As has been touched upon on this site before, timing is one of the most important factors in football. As an example, imagine the World Cup’s four year cycle was one year earlier: when Luiz Felipe Scolari took over Brazil in June 2001, they were going through their worst ever qualification campaign and, although he managed to turn them around, they made it to South Korea and Japan with just three points to spare.
England, on the other hand, were just a few months aways from their 5-1 demolition of Germany. More crucially however, a 2001 World Cup would come before David Beckham’s metatarsal injury, Steven Gerrard’s groin problems that saw him pull up in the last game of the 2001-02 season (although his replacement Nicky Butt was one of England’s stand-out performers), and Gary Neville’s broken foot.
Ignoring the quite frankly ridiculous influence of Michael Ballack and Oliver Kahn on Germany, England and Brazil were the only good teams at the 2002 World Cup, and a year before Brazil had been awful while England had been even better. A year earlier and England may have finally put to bed the demons that had built up over decades without a trophy. Instead Big Phil started his irritatingly frequent habit of halting England’s progress in tournaments.
To sort out Brazil’s woes, he did what seemingly all coaches must do now to achieve success with Brazil now: get a core of creative players and then set up a solid defensive base around them, allowing the freedom to get the goals while everyone else makes sure. Scolari’s free men were the “Three Rs” – Ronaldinho, Rivaldo and Ronaldo. Set up in a 3-4-2-1, that trio made up the highest positioned players, whereas Juninho Paulista, himself an attacking midfielder, sat behind them with Emerson, acting as the link between the defence and attack while Emerson did the dirty work, along with wing-backs Roberto Carlos and Cafu. In front of the fairly average Marcos in goal was Lucio, Roque Junior and Edmilson – the latter having the license to bring the ball forward.
Emerson was injured days before the tournament began so Cafu was given the captain’s armband and Gilberto Silva, who was a surprise inclusion in the squad after a great season in which he had been moved from central defence into midfield, took his midfield spot.

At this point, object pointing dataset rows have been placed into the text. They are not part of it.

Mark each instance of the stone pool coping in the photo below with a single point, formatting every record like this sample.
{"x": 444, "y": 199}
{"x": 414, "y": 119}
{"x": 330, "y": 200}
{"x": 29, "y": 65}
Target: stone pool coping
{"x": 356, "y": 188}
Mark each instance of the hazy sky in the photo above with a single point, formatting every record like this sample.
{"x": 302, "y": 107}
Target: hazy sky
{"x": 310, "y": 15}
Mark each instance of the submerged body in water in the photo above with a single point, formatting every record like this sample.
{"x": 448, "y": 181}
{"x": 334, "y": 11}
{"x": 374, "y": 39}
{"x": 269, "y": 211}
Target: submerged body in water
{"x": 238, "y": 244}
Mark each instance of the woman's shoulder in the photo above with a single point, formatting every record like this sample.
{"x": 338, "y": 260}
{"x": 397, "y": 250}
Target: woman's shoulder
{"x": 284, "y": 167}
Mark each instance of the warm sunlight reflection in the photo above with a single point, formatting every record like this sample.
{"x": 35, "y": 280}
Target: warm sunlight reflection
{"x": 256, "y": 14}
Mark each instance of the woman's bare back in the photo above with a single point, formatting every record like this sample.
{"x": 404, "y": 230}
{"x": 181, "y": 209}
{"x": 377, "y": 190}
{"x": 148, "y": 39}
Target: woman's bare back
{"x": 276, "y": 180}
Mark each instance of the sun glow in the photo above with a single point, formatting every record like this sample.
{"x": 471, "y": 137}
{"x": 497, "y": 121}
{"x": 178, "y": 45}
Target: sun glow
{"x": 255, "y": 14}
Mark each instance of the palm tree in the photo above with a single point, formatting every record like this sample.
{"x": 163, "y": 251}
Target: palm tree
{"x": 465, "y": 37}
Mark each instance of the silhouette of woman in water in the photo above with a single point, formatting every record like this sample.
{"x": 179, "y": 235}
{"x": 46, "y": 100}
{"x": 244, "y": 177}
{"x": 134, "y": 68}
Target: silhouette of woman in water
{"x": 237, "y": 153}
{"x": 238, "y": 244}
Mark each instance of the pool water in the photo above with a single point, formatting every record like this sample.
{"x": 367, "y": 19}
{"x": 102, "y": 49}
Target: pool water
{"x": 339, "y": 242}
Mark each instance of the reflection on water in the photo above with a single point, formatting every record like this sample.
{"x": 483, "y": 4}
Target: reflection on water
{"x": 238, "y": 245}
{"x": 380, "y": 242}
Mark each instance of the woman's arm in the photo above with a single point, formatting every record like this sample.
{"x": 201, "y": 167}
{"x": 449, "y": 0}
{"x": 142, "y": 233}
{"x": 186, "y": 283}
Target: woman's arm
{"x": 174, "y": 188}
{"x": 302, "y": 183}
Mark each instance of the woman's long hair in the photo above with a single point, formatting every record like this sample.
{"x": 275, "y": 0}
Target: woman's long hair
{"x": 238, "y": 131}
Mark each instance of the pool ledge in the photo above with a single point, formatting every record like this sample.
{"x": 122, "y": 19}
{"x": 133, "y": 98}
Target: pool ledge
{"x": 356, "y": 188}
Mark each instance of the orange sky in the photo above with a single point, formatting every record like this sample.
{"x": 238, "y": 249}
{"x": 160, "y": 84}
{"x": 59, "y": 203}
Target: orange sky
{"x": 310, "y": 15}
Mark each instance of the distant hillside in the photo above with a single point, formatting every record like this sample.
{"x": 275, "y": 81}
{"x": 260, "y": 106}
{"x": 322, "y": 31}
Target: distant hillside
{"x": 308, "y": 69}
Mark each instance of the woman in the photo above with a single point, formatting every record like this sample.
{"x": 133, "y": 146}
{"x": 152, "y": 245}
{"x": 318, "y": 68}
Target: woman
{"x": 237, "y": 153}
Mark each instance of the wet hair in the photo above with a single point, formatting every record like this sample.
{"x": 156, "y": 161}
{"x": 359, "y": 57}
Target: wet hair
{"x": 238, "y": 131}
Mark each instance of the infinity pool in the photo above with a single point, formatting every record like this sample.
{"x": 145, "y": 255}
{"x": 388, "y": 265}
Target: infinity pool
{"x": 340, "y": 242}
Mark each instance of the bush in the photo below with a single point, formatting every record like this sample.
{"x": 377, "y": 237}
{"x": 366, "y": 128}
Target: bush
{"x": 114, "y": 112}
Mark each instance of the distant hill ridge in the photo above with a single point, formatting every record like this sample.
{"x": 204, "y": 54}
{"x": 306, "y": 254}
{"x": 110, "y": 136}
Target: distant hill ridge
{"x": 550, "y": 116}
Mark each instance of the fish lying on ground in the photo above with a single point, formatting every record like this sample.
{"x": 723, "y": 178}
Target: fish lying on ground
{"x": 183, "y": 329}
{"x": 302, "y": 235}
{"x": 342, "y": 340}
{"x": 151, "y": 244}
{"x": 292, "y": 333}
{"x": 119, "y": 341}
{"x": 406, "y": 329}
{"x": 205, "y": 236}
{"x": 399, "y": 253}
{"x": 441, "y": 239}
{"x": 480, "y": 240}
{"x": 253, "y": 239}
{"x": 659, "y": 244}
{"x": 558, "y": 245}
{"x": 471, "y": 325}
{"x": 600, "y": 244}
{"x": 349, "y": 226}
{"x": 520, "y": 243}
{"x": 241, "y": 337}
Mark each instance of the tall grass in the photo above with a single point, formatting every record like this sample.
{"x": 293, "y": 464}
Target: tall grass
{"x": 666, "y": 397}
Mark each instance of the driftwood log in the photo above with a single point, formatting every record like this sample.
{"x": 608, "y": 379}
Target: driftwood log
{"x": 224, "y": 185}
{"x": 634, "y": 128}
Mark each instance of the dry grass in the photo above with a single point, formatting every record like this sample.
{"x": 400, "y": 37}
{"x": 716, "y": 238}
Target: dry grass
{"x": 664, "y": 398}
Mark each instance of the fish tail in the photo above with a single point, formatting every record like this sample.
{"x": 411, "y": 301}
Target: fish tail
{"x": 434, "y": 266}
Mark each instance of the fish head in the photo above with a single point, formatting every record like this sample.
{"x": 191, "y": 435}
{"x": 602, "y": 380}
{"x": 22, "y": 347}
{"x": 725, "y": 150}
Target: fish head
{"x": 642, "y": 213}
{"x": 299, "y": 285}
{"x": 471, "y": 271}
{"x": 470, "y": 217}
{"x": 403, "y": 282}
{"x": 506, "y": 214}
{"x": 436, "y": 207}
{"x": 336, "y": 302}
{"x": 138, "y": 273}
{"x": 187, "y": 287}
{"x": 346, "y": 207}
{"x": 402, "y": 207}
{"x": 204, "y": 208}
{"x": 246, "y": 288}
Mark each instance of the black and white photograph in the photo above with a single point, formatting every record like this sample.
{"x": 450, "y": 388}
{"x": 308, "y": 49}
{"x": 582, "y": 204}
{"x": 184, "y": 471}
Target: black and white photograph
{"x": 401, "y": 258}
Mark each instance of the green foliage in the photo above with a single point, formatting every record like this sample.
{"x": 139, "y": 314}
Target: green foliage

Unlike most of the classic Brazil side, this was a team based on quick, direct football rather than the possession game that brought the world that Carlos Alberto goal. The defence sat deep, relying more on numbers than great organisation to stop the opposition, which allowed plenty of space on the counter for that forward trio to manipulate. If their opponents dropped back quickly to help out against Ronaldo et al, Edmilson or Lucio had the space to stride forward and force the other team into confronting them which in turn opened up space for the wing-backs, Juninho to do the same or the Three Rs.
Playing deeper brought the opposition onto them, which meant there was often space behind the opposition to test out the new-look Ronaldo. A string of knee injuries forced Ronaldo to change his game from the complete attacking force to a more poacher-esque, last shoulder-type striker – the 2002 World Cup was his return and the first taster of the new him saw him finish as top scorer with eight goals. His tendency to hover around the last man meant Brazil always had the option to hit it long into that space – it was rarely effective but Ronaldo had the ability to make anything work and it’s always nice to remind the opposition you have one of the greatest players in history up front.
Although they weren’t utilised as often as you would expect, the option wing-backs Roberto Carlos and Cafu tirelessly offered was key to Brazil’s success. That front three obviously stayed fairly narrow, so having those two stretching play posed plenty of problems for the opposition. One of their better repeated moves was having one of the trio cut inside as far as possible, dragging defenders with him, lay it off to a midfielder to knock wide for one of the scampering wing-backs.
Brazil eased their way through what was a fairly easy group, surprise semi-finalists Turkey aside, and into the knock-out rounds for a tie against Belgium. A substitution against the Belgians seemed to influence Scolari’s line-up for the rest of the tournament: struggling to break down them down, Scolari took off Juninho for Denilson – the winger best known for Real Betis spending a world record Â£21.5 million on him only to discover he was only really any good at stepovers. Brazil went on to win the game, but the change opened them up in midfield. Although he proved to be a revelation, Gilberto simply wasn’t mobile enough to patrol the entire midfield by himself and Belgium began to dominate the area, creating chances when they hadn’t before. Some brilliance by Rivaldo put them ahead, but Scolari realised his mistake and rectified it by bringing on Kleberson for Ronaldinho, who subsequently replaced the more creative Juninho from then on.
The side was functional rather than all-conquering, but then every good Brazil side since Parreira provided the blueprint in 1994 has been. Plus functional doesn’t equal dull: the 2002 side was still very attacking and that trio is among the finest to have graced a World Cup. Year earlier however, and Beckham might not be pulling out of that tackle.